The Swiss Agency for Therapeutic Products (Swissmedic) has approved Nexavar (sorafenib) tablets for the treatment of patients with advanced renal cell carcinoma (RCC), or kidney cancer, after nepherectomy and prior palliative or adjuvant therapy with cytokines (IL-2, IFN), Bayer Pharmaceuticals Corporation and Onyx Pharmaceuticals, Inc. announced here. Nexavar, which has been shown to double progression-free survival in patients with advanced RCC, will be marketed by Bayer in Switzerland.
"The approval of Nexavar in Switzerland marks an important step in the brand's entry into Europe. We are pleased with the decision by Swissmedic, and proud that we can now make this therapy available to physicians and patients in this region," said Dr. Gunnar Riemann, Head of Bayer HealthCare's Pharmaceuticals Division.
Nexavar was approved by the US FDA in December 2005. In September 2005, Bayer filed for regulatory approval with the European Medicines Agency (EMEA).
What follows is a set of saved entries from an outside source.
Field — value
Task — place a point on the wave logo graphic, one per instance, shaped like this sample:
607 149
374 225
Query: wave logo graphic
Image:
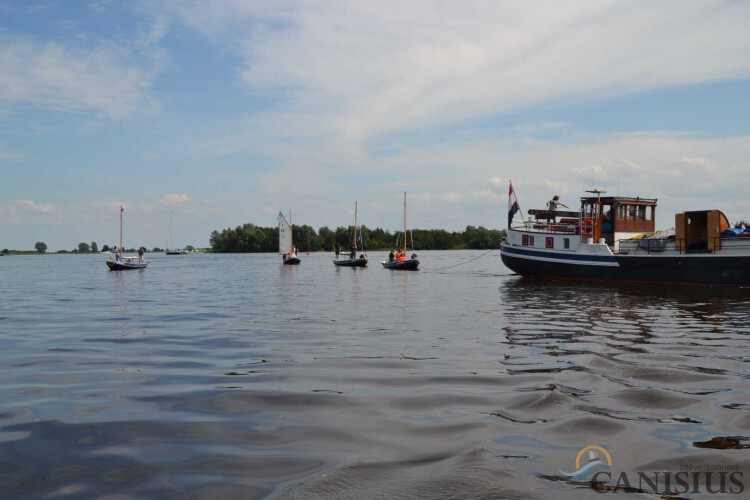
597 459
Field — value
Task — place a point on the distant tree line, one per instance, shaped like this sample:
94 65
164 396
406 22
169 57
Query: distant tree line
252 238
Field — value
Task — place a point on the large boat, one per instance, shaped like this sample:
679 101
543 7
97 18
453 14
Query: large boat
286 237
353 260
613 239
397 260
116 261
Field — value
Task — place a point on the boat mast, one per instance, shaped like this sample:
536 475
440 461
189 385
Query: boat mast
355 225
404 223
121 210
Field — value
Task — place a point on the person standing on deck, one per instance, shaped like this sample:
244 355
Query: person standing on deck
552 206
555 202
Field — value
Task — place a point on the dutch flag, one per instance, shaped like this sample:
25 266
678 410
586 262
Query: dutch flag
512 204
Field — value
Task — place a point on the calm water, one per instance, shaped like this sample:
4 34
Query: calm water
230 376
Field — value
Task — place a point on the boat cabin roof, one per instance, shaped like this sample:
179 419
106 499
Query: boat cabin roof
619 200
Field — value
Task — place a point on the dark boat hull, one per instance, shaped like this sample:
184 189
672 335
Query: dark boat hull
125 266
351 263
700 269
402 265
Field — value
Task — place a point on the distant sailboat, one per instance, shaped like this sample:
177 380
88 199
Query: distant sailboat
353 261
118 262
171 250
399 260
286 245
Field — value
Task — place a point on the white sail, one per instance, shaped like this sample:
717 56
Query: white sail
285 235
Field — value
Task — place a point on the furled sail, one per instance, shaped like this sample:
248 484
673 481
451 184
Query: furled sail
285 235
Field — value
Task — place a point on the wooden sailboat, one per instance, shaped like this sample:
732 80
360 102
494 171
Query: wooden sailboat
286 244
398 259
119 262
171 250
353 260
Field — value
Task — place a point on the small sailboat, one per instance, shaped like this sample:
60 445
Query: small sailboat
397 259
286 244
118 262
171 250
353 260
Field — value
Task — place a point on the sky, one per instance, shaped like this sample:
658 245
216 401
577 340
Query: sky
225 112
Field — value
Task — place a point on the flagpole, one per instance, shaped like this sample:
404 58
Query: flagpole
519 205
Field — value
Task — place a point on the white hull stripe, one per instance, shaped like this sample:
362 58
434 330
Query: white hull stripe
558 257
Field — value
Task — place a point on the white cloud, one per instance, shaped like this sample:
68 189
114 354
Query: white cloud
59 77
11 155
175 198
36 207
365 69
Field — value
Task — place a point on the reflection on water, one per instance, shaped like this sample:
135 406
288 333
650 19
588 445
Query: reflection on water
237 377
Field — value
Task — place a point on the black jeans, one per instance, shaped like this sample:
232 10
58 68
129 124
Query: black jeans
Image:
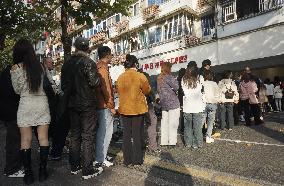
133 128
253 109
61 129
227 115
82 131
271 102
13 146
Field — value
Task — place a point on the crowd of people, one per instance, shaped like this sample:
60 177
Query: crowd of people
82 106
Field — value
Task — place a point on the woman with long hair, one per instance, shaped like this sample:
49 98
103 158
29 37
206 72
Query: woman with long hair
229 97
167 89
27 80
193 106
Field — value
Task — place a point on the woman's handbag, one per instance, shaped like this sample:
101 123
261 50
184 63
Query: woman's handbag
253 99
229 94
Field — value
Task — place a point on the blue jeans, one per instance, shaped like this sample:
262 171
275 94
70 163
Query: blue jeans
210 113
104 133
193 129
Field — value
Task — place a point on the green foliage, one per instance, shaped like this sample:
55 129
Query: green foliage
6 54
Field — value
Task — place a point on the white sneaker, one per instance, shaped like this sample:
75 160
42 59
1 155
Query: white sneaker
19 174
209 139
107 163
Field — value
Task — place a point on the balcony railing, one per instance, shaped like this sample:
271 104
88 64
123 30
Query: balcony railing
122 26
150 12
98 38
229 8
269 4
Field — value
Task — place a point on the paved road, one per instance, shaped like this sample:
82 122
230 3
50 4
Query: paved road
258 153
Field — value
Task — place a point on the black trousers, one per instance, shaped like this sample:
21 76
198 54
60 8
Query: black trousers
82 132
13 146
60 132
133 128
251 109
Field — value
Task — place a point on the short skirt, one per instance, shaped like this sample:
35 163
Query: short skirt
33 111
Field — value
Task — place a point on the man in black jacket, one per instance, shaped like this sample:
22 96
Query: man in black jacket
79 83
9 102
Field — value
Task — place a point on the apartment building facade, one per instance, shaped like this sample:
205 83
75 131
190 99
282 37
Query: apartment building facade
231 33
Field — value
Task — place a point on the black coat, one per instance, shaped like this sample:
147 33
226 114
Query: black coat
9 100
79 77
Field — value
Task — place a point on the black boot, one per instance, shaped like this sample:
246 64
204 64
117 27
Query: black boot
26 156
44 150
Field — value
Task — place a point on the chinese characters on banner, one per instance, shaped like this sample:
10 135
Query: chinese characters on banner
157 64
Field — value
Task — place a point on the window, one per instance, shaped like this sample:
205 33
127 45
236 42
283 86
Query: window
117 18
136 11
104 25
158 37
229 11
207 24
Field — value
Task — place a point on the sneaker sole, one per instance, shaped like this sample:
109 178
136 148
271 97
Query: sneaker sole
76 172
92 175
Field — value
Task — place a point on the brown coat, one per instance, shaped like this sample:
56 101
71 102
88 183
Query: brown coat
104 93
132 86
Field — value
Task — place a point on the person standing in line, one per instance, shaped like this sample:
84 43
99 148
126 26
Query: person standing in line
151 119
82 106
269 93
248 88
106 110
212 98
278 96
132 86
193 106
229 96
167 90
27 80
9 102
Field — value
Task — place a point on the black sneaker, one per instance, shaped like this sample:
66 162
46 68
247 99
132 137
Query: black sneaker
76 170
54 158
93 173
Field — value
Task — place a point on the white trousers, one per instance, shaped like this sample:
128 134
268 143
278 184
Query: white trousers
169 126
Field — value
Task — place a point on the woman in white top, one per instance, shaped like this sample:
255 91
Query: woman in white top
193 106
229 95
269 93
278 96
27 80
212 98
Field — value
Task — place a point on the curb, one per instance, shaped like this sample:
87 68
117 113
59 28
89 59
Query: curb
214 177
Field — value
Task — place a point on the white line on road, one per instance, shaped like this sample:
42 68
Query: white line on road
249 142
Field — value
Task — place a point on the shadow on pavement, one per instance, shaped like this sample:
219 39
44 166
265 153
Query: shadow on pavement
158 176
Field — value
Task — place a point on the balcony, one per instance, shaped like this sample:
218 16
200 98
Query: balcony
98 38
150 12
154 12
264 15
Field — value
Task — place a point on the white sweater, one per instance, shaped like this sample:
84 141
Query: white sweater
212 92
278 92
193 101
226 84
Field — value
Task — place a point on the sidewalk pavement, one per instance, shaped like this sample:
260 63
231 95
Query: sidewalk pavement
244 156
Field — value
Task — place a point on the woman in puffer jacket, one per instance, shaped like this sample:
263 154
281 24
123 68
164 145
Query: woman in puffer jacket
249 88
229 96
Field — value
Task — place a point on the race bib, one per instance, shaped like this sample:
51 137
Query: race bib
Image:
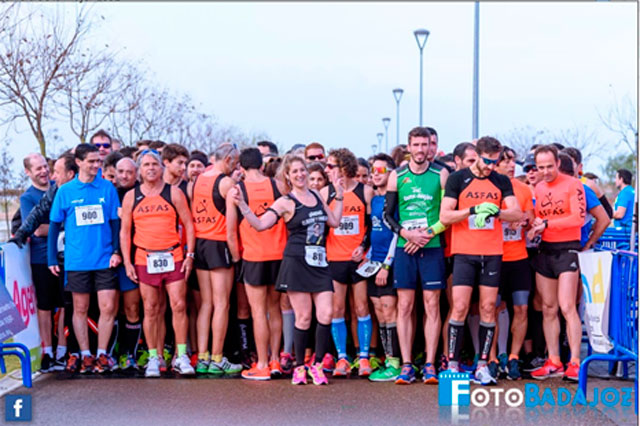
369 268
89 215
511 234
415 224
160 262
315 256
349 225
488 223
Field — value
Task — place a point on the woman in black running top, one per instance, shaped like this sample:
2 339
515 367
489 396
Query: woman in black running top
304 272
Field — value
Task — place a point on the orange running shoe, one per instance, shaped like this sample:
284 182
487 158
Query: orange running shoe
549 369
342 368
255 373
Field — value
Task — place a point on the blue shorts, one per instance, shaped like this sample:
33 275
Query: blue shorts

Pending a favourable review, market availability is possible in the EU countries in the second half of 2006. In addition, Bayer has completed filings in several countries, including Mexico, Australia, Brazil, Canada, and Turkey, says the release.
Nexavar is being co-developed by Bayer and Onyx. The co-development collaboration calls for Onyx to fund 50 percent of the development and marketing costs for Nexavar worldwide, except in Japan. In return, Onyx has a 50/50 profit share in the United States, where the companies co-promote the product. In all other countries (except Japan) Bayer has exclusive marketing rights and Onyx's profit share is slightly less than 50 percent. In Japan, Bayer will fund product development and Onyx will receive a royalty.